Fort Rucker youth services seeks child care providers
April 30, 2010
FORT RUCKER, Ala. -- A chance to grow personally and professionally while staying at home awaits community members when they choose to become Family Child Care providers.
Currently, the local Child, Youth and School Services' FCC program is seeking roughly 20 new child care providers to care for children in their own homes, FCC director Vender Tabb said.
The shortage resulted from some retirements, permanent changes of station or returns to school, she added.

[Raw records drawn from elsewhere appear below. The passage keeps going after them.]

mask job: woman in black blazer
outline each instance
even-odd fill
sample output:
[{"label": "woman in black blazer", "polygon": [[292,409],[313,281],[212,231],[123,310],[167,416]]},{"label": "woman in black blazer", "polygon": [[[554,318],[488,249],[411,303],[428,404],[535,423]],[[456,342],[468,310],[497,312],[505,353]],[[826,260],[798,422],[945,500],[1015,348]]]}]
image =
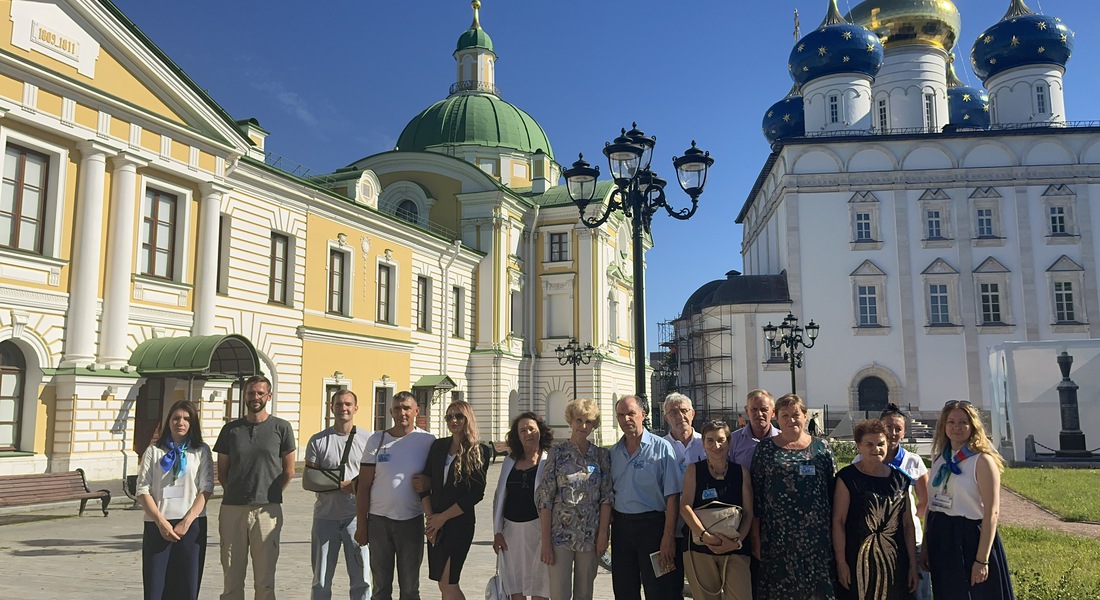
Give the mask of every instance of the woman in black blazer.
[{"label": "woman in black blazer", "polygon": [[474,504],[485,495],[490,449],[477,441],[477,423],[464,401],[447,407],[451,436],[437,439],[428,451],[424,474],[430,490],[424,502],[428,537],[428,577],[439,582],[443,600],[465,598],[459,588],[462,564],[474,539]]}]

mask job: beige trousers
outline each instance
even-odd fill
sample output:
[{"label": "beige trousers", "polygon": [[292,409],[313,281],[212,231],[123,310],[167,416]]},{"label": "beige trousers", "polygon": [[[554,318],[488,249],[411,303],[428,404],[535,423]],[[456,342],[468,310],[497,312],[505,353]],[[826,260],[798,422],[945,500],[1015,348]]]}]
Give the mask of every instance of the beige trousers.
[{"label": "beige trousers", "polygon": [[255,600],[275,600],[275,564],[283,531],[280,504],[222,504],[218,513],[221,536],[221,600],[244,600],[244,576],[252,556]]},{"label": "beige trousers", "polygon": [[752,577],[746,555],[685,552],[684,571],[695,600],[752,600]]}]

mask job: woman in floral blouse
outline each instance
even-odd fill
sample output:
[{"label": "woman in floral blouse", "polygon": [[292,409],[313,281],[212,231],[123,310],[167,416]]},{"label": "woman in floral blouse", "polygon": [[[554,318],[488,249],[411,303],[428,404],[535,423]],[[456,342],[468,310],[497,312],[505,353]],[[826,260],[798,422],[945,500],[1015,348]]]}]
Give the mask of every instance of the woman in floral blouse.
[{"label": "woman in floral blouse", "polygon": [[542,526],[542,561],[550,566],[550,598],[588,600],[612,519],[610,454],[588,441],[600,426],[595,401],[565,406],[569,440],[550,448],[536,504]]}]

Potential Family child care providers undergo strict screening processes. If approved, they attend free nutritional, safety, first-aid, child development and cardiopulmonary resuscitation classes to become certified. During the nutritional portion, trainees learn U.S. Department of Agriculture guidelines and receive menu ideas, Tabb said.
"The training is outstanding. It helped me be a better parent," said Percillia Villanida, a 10-year FCC provider who raises children in her Bowden Terrace home. "It's thorough, but it's not difficult."
Once training is completed, fire, health and safety officials ensure the home fits government standards, and FCC staff make follow-up visits at least once a month, Tabb said. If FCC providers live off-post, state officials must license them as well.
She said the checkups and regulations ensure Army children are in safe and nutritious environments.
Once certified, FCC staff ensures providers have the necessary tools to perform their jobs well. Two lending libraries - which include strollers, highchairs, games and books - give FCC providers resources to draw upon.
Enrolling children in FCC care has many benefits, Tabb and Villanida, an Army wife, said.
FCC personnel offer overnight and multiple-day care, giving Army parents who work night or early-morning shifts or travel away on temporary duty assignments a viable care option, they said.
"We have a little more flexibility to meet needs," Villanida said. "If parents have really early mornings, if they have (physical training), then we're here. Most of my children arrive at 5:30 in the morning."
FCC providers can care for two infants and four children at a maximum, Tabb said, meaning smaller ratios of children to adults than in most day care settings.
Villanida said becoming a FCC provider not only made her a better parent but integrated her into the community.
"You build a lot of camaraderie. I've met a lot of wonderful women," she said.
Tabb said many of her providers are parents who stay at home with their own children and desire to take care of other children and earn extra money.
Villanida urges anyone interested in becoming a provider to try it.
"If there's a woman out there who wants to develop a career but feels strongly about balancing the home life ... it's rewarding and challenging," she said.